**Exercise 2 – The application of spherical trigonometry in the solution of navigational problems.**

This post continues the series of navigation related exercises which were requested by navigation and maths teachers. When the post expires, its contents will be included under the menu heading ‘Navigation Exercises’ on the home page.

**Objective.** To exercise the application of the cosine rule in the solution of spherical triangles.

**Part 1. ****Revising the application the cosine rule in the solutions of plane triangles.**

**Task:** Use the cosine rule to find side a in the triangle shown in the diagram above given that: b = 8 cm, c = 3 cm, A = 32^{o}

Reminder. The cosine rule states that a^{2} = b^{2} + c^{2} – 2bc Cos.(A)

**Suggested Solution:**

a^{2} = b^{2} + c^{2} – 2bc Cos.(A)

substituting the above values gives: a^{2} = 73 – 48 Cos.(32^{o})

= 32.3 cm

therefore, a = 5.68 cm

**Part 2. Applying the cosine rule in the solution of a spherical triangle.**

To revise spherical trigonometry click here.

As explained in the link above, we amend the cosine rule when we are working with spherical triangles. For example, to find side a in the spherical triangle shown in the diagram below we have: Cos(a) = [Cos(b) . Cos(c)] +[Sin(b) . Sin(c) .Cos(A)]

**Example**. Find side a given that b = 7.5m., c = 5.9m., A = 49^{o}

**Suggested Solution:**

Cos(a) = [Cos(b) . Cos(c)] +[Sin(b) . Sin(c) .Cos(A)]

Substituting the values given above, we have:

Cos(a) = [Cos(7.5).Cos(5.9)] + [Sin(7.5). Sin(5.9).Cos(49^{o})]

= [0.991 x 0.995] + [0.13 x 0.10 x 0.66]

= 0.986 + 0.009

= 0.995

therefore a = 5.73m.

**Part 3. **Applying spherical trigonometry in the solution of a navigational problem.

In the diagram above,

Angle ZPX represents the time-angle,

P represents the North Pole,

Z represents the position of an observer on the Earth’s surface,

X represents the geographical position of the Sun (GP),

XZ represents the angular distance of the observer from the GP of the Sun,

EX represents the declination of the Sun,

PX represents 90^{o} – the declination,

CZ represents the latitude of the observer,

PZ represents 90^{o} – latitude,

E represents a point on the Equator that lies on the same meridian of longitude as point X,

C represents a point on the Equator that lies on the same meridian of longitude as point Z.
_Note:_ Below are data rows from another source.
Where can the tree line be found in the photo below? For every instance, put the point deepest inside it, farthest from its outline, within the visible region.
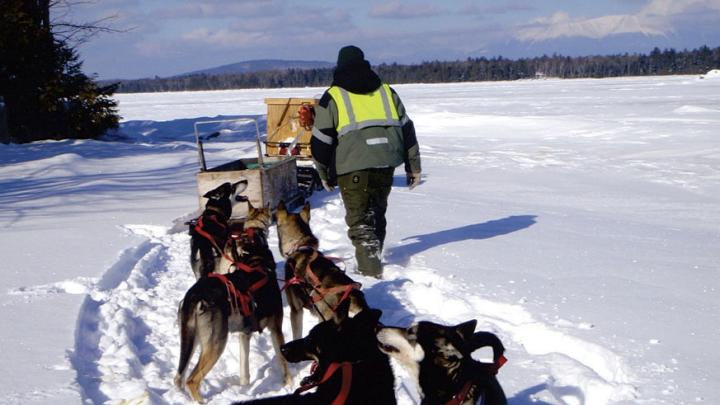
(43, 92)
(657, 62)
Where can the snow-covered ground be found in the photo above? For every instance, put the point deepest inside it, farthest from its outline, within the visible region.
(577, 219)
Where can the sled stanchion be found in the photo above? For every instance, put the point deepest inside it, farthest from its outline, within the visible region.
(270, 178)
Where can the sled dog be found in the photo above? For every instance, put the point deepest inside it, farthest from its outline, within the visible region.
(349, 368)
(246, 300)
(439, 358)
(208, 232)
(312, 280)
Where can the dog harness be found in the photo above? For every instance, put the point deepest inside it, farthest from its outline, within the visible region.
(342, 396)
(316, 284)
(460, 397)
(239, 300)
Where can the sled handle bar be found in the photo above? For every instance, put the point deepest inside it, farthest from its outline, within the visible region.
(199, 140)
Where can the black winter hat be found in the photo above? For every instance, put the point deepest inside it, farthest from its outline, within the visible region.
(350, 55)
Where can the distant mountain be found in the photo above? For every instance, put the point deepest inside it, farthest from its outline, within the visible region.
(261, 66)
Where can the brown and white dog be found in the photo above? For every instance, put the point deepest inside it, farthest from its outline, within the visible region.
(208, 232)
(246, 300)
(312, 280)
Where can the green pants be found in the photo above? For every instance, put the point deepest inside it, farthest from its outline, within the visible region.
(365, 195)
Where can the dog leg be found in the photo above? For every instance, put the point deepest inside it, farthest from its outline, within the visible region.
(212, 333)
(244, 358)
(296, 315)
(186, 317)
(279, 340)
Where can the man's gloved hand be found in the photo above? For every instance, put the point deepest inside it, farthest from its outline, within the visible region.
(327, 186)
(413, 179)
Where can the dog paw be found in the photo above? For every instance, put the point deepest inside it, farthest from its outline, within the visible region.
(179, 382)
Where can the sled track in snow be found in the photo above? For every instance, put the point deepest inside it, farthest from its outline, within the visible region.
(127, 344)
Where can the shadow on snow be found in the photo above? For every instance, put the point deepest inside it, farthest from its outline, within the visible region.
(418, 243)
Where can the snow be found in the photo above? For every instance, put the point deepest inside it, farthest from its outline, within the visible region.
(577, 219)
(712, 74)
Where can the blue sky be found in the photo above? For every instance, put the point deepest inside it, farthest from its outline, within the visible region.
(163, 38)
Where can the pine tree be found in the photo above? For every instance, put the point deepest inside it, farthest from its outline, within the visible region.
(46, 94)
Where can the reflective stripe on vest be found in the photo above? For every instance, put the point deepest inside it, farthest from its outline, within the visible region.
(358, 111)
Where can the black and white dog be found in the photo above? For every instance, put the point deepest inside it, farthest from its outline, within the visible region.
(349, 367)
(208, 232)
(439, 358)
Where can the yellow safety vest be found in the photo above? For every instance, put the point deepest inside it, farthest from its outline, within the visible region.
(357, 111)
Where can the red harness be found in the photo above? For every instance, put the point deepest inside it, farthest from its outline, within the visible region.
(460, 397)
(240, 301)
(316, 284)
(342, 396)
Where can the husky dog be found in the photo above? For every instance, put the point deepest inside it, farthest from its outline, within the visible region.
(246, 300)
(439, 357)
(208, 233)
(312, 280)
(349, 368)
(256, 225)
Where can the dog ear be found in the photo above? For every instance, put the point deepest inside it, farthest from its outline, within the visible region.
(466, 329)
(341, 312)
(219, 191)
(281, 210)
(240, 186)
(482, 339)
(305, 213)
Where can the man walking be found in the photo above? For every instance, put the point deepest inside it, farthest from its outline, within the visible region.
(361, 133)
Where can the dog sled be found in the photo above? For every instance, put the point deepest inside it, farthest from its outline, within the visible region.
(289, 130)
(270, 179)
(283, 172)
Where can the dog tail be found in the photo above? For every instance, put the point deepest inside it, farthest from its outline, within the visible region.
(186, 317)
(357, 301)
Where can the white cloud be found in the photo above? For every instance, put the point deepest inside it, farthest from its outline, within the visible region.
(395, 9)
(654, 19)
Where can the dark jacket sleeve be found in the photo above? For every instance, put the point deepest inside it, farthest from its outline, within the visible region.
(324, 139)
(412, 149)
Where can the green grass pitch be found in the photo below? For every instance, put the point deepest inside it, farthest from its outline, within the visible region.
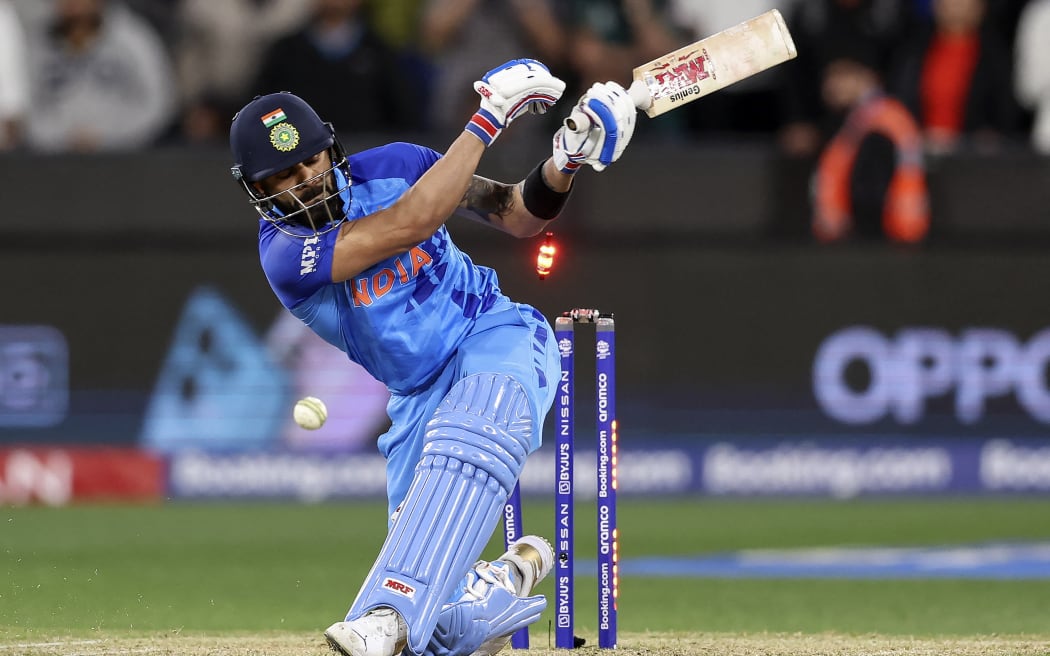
(256, 567)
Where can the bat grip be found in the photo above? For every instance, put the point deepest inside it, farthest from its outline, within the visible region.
(579, 122)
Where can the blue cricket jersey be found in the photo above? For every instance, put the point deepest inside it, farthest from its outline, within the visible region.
(402, 318)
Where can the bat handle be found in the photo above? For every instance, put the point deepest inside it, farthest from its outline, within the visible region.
(579, 122)
(639, 93)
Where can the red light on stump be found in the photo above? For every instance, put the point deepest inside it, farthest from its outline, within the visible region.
(545, 258)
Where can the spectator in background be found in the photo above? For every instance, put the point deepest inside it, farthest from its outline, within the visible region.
(818, 27)
(100, 79)
(217, 51)
(750, 105)
(1032, 69)
(14, 78)
(869, 182)
(954, 75)
(351, 76)
(609, 38)
(458, 34)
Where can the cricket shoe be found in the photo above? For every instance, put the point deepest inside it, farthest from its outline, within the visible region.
(531, 558)
(380, 632)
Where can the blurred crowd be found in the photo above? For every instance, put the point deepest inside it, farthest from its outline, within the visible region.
(120, 75)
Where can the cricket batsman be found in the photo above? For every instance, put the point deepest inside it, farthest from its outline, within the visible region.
(355, 246)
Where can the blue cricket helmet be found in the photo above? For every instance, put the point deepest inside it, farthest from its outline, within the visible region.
(275, 132)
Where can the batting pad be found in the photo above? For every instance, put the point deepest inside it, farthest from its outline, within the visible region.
(473, 452)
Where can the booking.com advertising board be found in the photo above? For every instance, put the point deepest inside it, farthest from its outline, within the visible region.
(751, 374)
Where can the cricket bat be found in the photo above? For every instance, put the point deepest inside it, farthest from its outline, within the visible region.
(707, 65)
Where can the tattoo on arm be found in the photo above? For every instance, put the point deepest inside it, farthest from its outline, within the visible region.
(485, 197)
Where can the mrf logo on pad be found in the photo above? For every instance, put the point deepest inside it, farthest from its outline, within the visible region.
(399, 587)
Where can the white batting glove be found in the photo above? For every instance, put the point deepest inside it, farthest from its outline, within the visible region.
(507, 91)
(599, 129)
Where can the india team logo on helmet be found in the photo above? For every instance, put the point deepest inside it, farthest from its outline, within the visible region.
(284, 136)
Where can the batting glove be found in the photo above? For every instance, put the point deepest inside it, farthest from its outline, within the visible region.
(507, 91)
(599, 129)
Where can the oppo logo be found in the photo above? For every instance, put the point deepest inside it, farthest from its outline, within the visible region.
(918, 363)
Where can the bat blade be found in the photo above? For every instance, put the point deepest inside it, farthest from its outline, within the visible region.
(712, 63)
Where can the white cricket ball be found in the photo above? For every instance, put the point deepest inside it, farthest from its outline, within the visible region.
(310, 413)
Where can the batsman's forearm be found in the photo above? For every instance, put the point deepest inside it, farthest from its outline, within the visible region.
(555, 178)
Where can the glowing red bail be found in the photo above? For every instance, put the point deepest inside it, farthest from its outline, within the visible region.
(545, 258)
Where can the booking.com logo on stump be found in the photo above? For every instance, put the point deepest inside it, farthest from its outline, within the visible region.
(907, 369)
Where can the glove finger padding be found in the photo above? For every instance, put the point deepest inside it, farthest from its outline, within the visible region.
(507, 91)
(612, 114)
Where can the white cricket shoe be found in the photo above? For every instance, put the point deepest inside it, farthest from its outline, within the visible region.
(380, 632)
(531, 557)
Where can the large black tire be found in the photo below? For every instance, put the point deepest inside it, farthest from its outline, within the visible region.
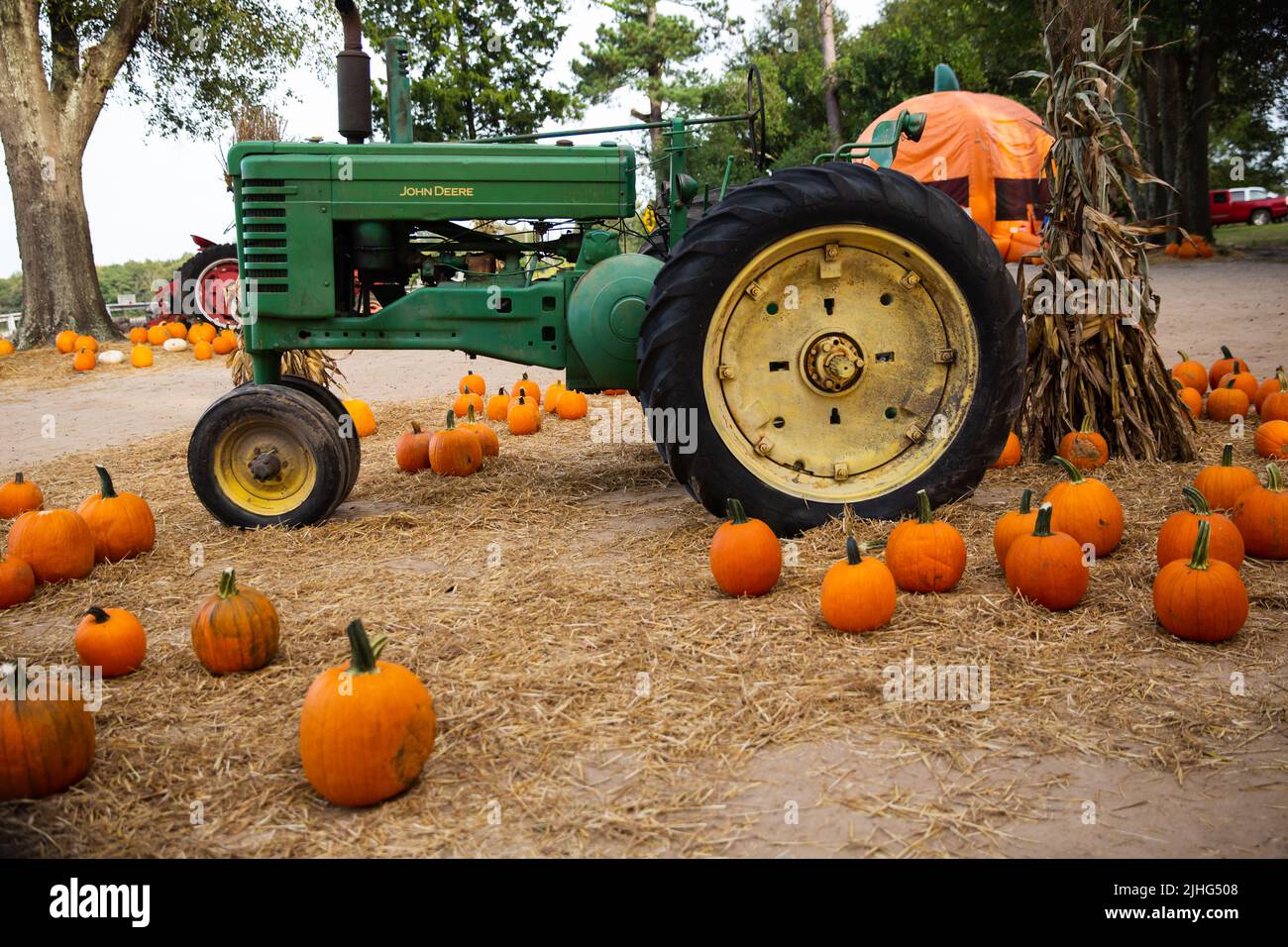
(759, 214)
(301, 421)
**Task:** Given the following: Lat. = 45^{o} North, Dec. = 18^{o} North, and Time = 3 hours after noon, find the distance of the observer from the Sun’s GP.

**Suggested Solution:**

EX = 18^{o }therefore PX = 90^{o} – 18^{o} = 72^{o}

CZ = 45^{o }therefore PZ = 90^{o} – 45^{o} = 45^{o}

Angle ZPX = 45^{o} (since 3 hours = a time angle of 3 x 15^{o}).

Reminder. As stated above, the formula for finding the third side of a spherical triangle, when the other two sides and their included angle is known, is:

Cos.(a) = [Cos.(b) . Cos.(c)] + [Sin(b) . Sin(c) .Cos.(A)]

Applying this formula to the diagram above, we have:

Cos.(XZ) = [Cos.(PZ) x Cos.(PX)] + [Sin(PZ) x Sin(PX) x Cos.(ZPX)]

Substituting the values above gives:

Cos.(XZ) = [Cos.(45^{o}) x Cos.(72^{o})] + [Sin (45^{o}) x Sin(72^{o}) x Cos.(45^{o})]

Cos.(XZ) = [0.707 x 0.309] + [0.707 x 0.951 x 0.707]

Cos.(ZX) = 0.218 + 0.475 = 0.693

therefore ZX = 46.13 = 2767.8′

therefore distance of observer from GP = 2767.8 n.m. (since 1′ of arc on the earth’s surface = approx. 1 nautical mile).

A fuller explanation of the application of spherical trigonometry in astro navigation is given in the book ‘Astro Navigation Demystified’.

Return to the blog www.astronavigationdemystified.com

Part 2 example problem: Can you mix linear quantities (meters) and arc degrees at will? I’d think not. Am I missing something? Thanks.

Several people have had difficulty with this so I have explained it in my new post ‘The Relationship Between Altitude And Zenith Distance’

Hope this helps.

Thanks this really helps, more samples pls 🙂